Matthias Michalka’s essay outlines the key themes posed by The Casting, seeing them through a triad of subjectivity, representation and history of the gaze. This begins by exploring such themes as construction of effect of continuity and use of tableau vivant, but is more interested in going beyond debates over truth and fiction to an acknowledgement of the psychic reality of repression, desire and pleasure within which both are contained. In the e-mail exchange with Sven Lütticken, meanwhile, Fast suggests that his recent works – such as De Grote Boodschap – have seen a shift in his work from a pull back towards an original speaker to situations where multiple speaking parts unfold over time. Although his work is often seen as concerned with systems and forms of representation, Fast concludes the exchange by seeing his work more in terms of repeated explorations of the sensuous body:
To paraphrase, I think this sensuousness has a lot to do with the body’s potential to defy the clock and other systems of super-imposed (self-imposed) order. Sure enough, the body appears as a recording, storage, and playback device for experience. Like any device though, it is bound to malfunction, to rebel, to freeze, to break down, and send mixed messages. In as much as there’s subversion in this, it is in pitting the body against order, against time, against any system we make up, with force and with pleasure… (41)

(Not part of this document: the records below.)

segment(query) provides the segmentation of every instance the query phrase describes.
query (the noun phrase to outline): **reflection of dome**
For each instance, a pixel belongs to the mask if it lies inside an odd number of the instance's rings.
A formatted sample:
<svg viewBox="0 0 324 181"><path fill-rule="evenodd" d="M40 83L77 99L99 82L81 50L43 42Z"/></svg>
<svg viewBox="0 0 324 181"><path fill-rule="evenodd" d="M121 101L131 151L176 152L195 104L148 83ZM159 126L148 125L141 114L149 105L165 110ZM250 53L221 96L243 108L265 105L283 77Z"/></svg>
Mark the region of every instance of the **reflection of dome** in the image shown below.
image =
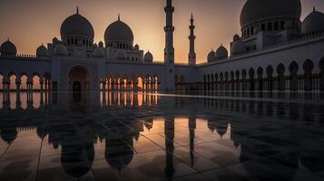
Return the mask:
<svg viewBox="0 0 324 181"><path fill-rule="evenodd" d="M240 39L241 39L241 38L240 38L239 34L235 34L235 35L233 36L233 42L238 41L238 40L240 40Z"/></svg>
<svg viewBox="0 0 324 181"><path fill-rule="evenodd" d="M104 33L104 42L106 46L111 43L125 43L133 45L133 33L130 26L118 19L111 24ZM123 48L124 47L119 47Z"/></svg>
<svg viewBox="0 0 324 181"><path fill-rule="evenodd" d="M152 128L153 128L153 119L146 120L144 122L145 128L150 130Z"/></svg>
<svg viewBox="0 0 324 181"><path fill-rule="evenodd" d="M144 55L145 62L153 62L153 55L149 52L147 52Z"/></svg>
<svg viewBox="0 0 324 181"><path fill-rule="evenodd" d="M78 13L66 18L61 25L61 36L81 37L93 40L94 31L90 22Z"/></svg>
<svg viewBox="0 0 324 181"><path fill-rule="evenodd" d="M132 162L133 151L128 144L133 145L132 138L106 140L105 159L112 167L121 171Z"/></svg>
<svg viewBox="0 0 324 181"><path fill-rule="evenodd" d="M60 43L60 41L56 37L53 38L52 42L54 44L57 44Z"/></svg>
<svg viewBox="0 0 324 181"><path fill-rule="evenodd" d="M296 18L301 14L300 0L248 0L241 12L241 25L270 18Z"/></svg>
<svg viewBox="0 0 324 181"><path fill-rule="evenodd" d="M126 60L126 52L124 50L118 50L116 52L116 59L118 60Z"/></svg>
<svg viewBox="0 0 324 181"><path fill-rule="evenodd" d="M207 55L207 61L208 62L214 62L215 60L216 60L216 53L213 50L211 50L210 53L208 53Z"/></svg>
<svg viewBox="0 0 324 181"><path fill-rule="evenodd" d="M217 133L222 138L227 132L229 124L225 121L216 121Z"/></svg>
<svg viewBox="0 0 324 181"><path fill-rule="evenodd" d="M228 56L229 56L229 52L227 49L223 45L221 45L216 51L216 58L223 59L223 58L227 58Z"/></svg>
<svg viewBox="0 0 324 181"><path fill-rule="evenodd" d="M83 145L62 146L62 167L69 176L75 178L86 175L93 161L84 153L85 150L83 147ZM94 154L94 152L93 153Z"/></svg>
<svg viewBox="0 0 324 181"><path fill-rule="evenodd" d="M17 54L17 48L9 41L9 39L1 44L0 53L2 55L15 56Z"/></svg>
<svg viewBox="0 0 324 181"><path fill-rule="evenodd" d="M48 54L47 48L43 44L36 50L36 57L46 57Z"/></svg>
<svg viewBox="0 0 324 181"><path fill-rule="evenodd" d="M104 51L103 51L103 49L101 48L101 47L95 48L94 51L93 51L93 56L94 56L94 57L98 57L98 58L99 58L99 57L100 57L100 58L104 57Z"/></svg>
<svg viewBox="0 0 324 181"><path fill-rule="evenodd" d="M231 44L231 54L240 54L242 52L245 52L247 51L247 46L246 44L240 39Z"/></svg>
<svg viewBox="0 0 324 181"><path fill-rule="evenodd" d="M3 129L0 132L1 138L7 144L12 144L15 138L17 138L18 132L15 128Z"/></svg>
<svg viewBox="0 0 324 181"><path fill-rule="evenodd" d="M54 52L54 54L60 55L60 56L67 56L67 54L68 54L66 47L63 44L56 45Z"/></svg>
<svg viewBox="0 0 324 181"><path fill-rule="evenodd" d="M324 31L324 14L315 10L311 12L302 22L301 30L303 33Z"/></svg>

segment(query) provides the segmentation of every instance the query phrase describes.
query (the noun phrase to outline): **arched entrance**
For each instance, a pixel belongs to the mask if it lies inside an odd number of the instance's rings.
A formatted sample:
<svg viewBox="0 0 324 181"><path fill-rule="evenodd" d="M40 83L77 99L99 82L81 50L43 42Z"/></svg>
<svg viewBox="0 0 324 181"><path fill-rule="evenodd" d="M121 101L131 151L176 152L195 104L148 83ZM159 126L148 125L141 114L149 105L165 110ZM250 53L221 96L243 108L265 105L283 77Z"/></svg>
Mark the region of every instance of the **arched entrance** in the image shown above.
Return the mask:
<svg viewBox="0 0 324 181"><path fill-rule="evenodd" d="M74 91L74 92L78 92L78 91L80 92L80 91L82 91L80 81L74 81L74 82L73 91Z"/></svg>
<svg viewBox="0 0 324 181"><path fill-rule="evenodd" d="M75 66L69 72L69 90L74 92L90 90L90 74L83 66Z"/></svg>

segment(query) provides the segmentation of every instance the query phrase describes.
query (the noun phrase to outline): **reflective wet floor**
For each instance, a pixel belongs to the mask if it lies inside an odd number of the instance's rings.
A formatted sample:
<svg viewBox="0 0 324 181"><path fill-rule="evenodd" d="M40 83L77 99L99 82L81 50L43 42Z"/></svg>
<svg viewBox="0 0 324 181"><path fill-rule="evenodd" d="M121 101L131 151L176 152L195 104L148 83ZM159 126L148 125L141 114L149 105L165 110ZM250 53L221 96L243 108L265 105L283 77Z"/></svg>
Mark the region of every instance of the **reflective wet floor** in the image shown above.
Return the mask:
<svg viewBox="0 0 324 181"><path fill-rule="evenodd" d="M323 180L324 102L305 95L0 97L0 180Z"/></svg>

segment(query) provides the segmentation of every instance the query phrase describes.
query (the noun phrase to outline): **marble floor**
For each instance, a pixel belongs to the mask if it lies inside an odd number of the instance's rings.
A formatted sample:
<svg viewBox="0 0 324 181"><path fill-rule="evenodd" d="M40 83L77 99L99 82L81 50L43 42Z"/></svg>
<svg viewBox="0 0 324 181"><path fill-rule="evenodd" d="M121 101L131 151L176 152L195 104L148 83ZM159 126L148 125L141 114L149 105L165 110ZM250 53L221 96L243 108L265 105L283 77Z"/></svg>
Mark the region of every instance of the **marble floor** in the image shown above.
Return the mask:
<svg viewBox="0 0 324 181"><path fill-rule="evenodd" d="M0 94L0 180L324 180L318 94Z"/></svg>

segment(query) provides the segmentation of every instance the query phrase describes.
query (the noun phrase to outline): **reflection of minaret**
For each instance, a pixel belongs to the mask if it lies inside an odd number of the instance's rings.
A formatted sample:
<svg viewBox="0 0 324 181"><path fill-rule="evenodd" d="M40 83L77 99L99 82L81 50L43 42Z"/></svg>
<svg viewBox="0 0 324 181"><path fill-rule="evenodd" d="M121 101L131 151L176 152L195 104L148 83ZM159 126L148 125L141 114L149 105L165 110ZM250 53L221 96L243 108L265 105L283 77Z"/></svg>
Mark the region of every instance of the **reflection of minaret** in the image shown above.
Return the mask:
<svg viewBox="0 0 324 181"><path fill-rule="evenodd" d="M190 51L189 51L189 56L188 56L188 63L190 65L195 65L196 64L196 52L194 51L194 40L196 39L196 36L194 35L194 28L195 26L193 25L193 15L191 14L191 19L190 20L191 25L189 26L190 29Z"/></svg>
<svg viewBox="0 0 324 181"><path fill-rule="evenodd" d="M174 173L173 167L173 138L174 138L174 118L168 117L164 120L165 132L165 148L166 148L166 166L164 172L168 178L172 177Z"/></svg>
<svg viewBox="0 0 324 181"><path fill-rule="evenodd" d="M190 157L191 159L191 166L193 166L194 129L196 129L196 119L194 117L189 117L188 126L189 126L189 136L190 136Z"/></svg>
<svg viewBox="0 0 324 181"><path fill-rule="evenodd" d="M172 14L174 7L172 1L166 1L166 7L164 8L166 14L165 32L165 49L164 49L164 82L165 90L174 90L174 48L173 48L173 20Z"/></svg>

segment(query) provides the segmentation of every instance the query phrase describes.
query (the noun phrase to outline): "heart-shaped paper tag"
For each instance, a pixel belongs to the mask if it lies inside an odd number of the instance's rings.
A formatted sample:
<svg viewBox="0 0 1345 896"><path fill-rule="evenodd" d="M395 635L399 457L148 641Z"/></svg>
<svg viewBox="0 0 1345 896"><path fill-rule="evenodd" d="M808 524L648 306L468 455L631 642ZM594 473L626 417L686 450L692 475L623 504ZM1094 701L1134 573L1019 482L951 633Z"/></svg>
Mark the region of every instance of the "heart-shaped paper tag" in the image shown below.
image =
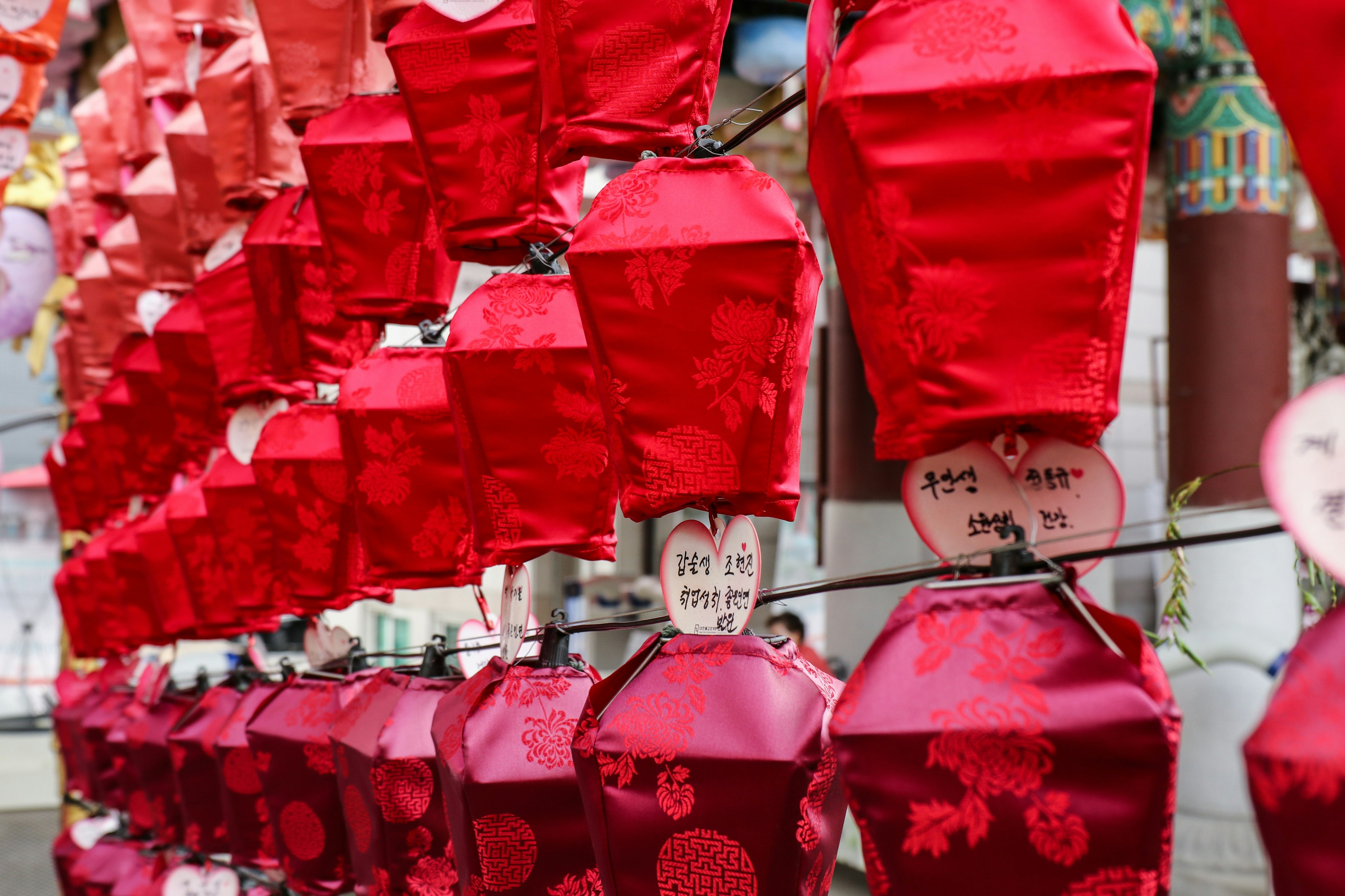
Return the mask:
<svg viewBox="0 0 1345 896"><path fill-rule="evenodd" d="M0 0L0 28L9 34L31 28L50 8L51 0Z"/></svg>
<svg viewBox="0 0 1345 896"><path fill-rule="evenodd" d="M1262 484L1294 540L1345 579L1345 376L1301 392L1266 427Z"/></svg>
<svg viewBox="0 0 1345 896"><path fill-rule="evenodd" d="M163 896L238 896L238 875L231 868L178 865L164 877Z"/></svg>
<svg viewBox="0 0 1345 896"><path fill-rule="evenodd" d="M912 461L901 498L931 551L978 564L987 562L982 551L1003 543L1005 525L1022 527L1041 553L1061 556L1111 547L1126 516L1126 489L1107 455L1054 437L1033 441L1014 469L979 441Z"/></svg>
<svg viewBox="0 0 1345 896"><path fill-rule="evenodd" d="M533 576L526 566L504 567L500 590L500 658L514 662L533 618Z"/></svg>
<svg viewBox="0 0 1345 896"><path fill-rule="evenodd" d="M751 517L736 516L720 543L699 520L679 523L663 543L663 603L687 634L740 634L761 584L761 541Z"/></svg>
<svg viewBox="0 0 1345 896"><path fill-rule="evenodd" d="M289 402L282 398L277 398L269 404L239 406L229 418L229 426L225 427L225 443L234 459L245 466L252 463L253 451L257 450L257 442L261 439L261 430L266 426L266 420L288 407Z"/></svg>
<svg viewBox="0 0 1345 896"><path fill-rule="evenodd" d="M0 0L3 5L3 0ZM0 128L0 177L8 177L23 168L28 154L28 134L20 128Z"/></svg>
<svg viewBox="0 0 1345 896"><path fill-rule="evenodd" d="M471 21L500 5L504 0L425 0L425 5L453 21Z"/></svg>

The 75-page “A Storyboard Made After the Fact” bridges languages and functions as hinge between the double cover of front and back screen. The title reflects some of the ambiguity of The Casting: is the installation itself the fact that this storyboard follows, or is the fact some original event or story told to Fast by American soldiers. Is “made after” a simple statement of chronology, or is it to be read as indicating a work “in the style or manner of.” What is achieved is less a catalogue of an installation, than a re-telling and exploring of the work’s stories, processes and structures through still image, text, and an acute awareness of the effects in time and space of a sequence of pages and the process of reading them. Although more modest in scale, the awareness of these issues and the solutions found reminded me of Hannah Collins’ Finding, Transmitting, Receiving.
Not having seen the installation, it is impossible to say what specifically the storyboard – and re-conceptualising the project as bookwork – emphasises or edits. The film of The Casting explores the tableau vivant in tension with the subjects' tendencies to shift and twitch within the films durational pull. In book form the consequences of this freezing can be explored in a more refined way, highlighting the power of disparate elements to be perceived to cohere by virtue of sequencing alone. It also focuses on the gaze between participants, with relationships becoming solely expressed as frozen gestures of sitting, watching and asking. Throughout the storyboard there is a constant shift from images where artist and actor gaze at each other to those where they look directly at the camera and at the implicated reader. It is a tribute to Fast and Raeder that this implicating is evidenced in many ways by this excellent publication.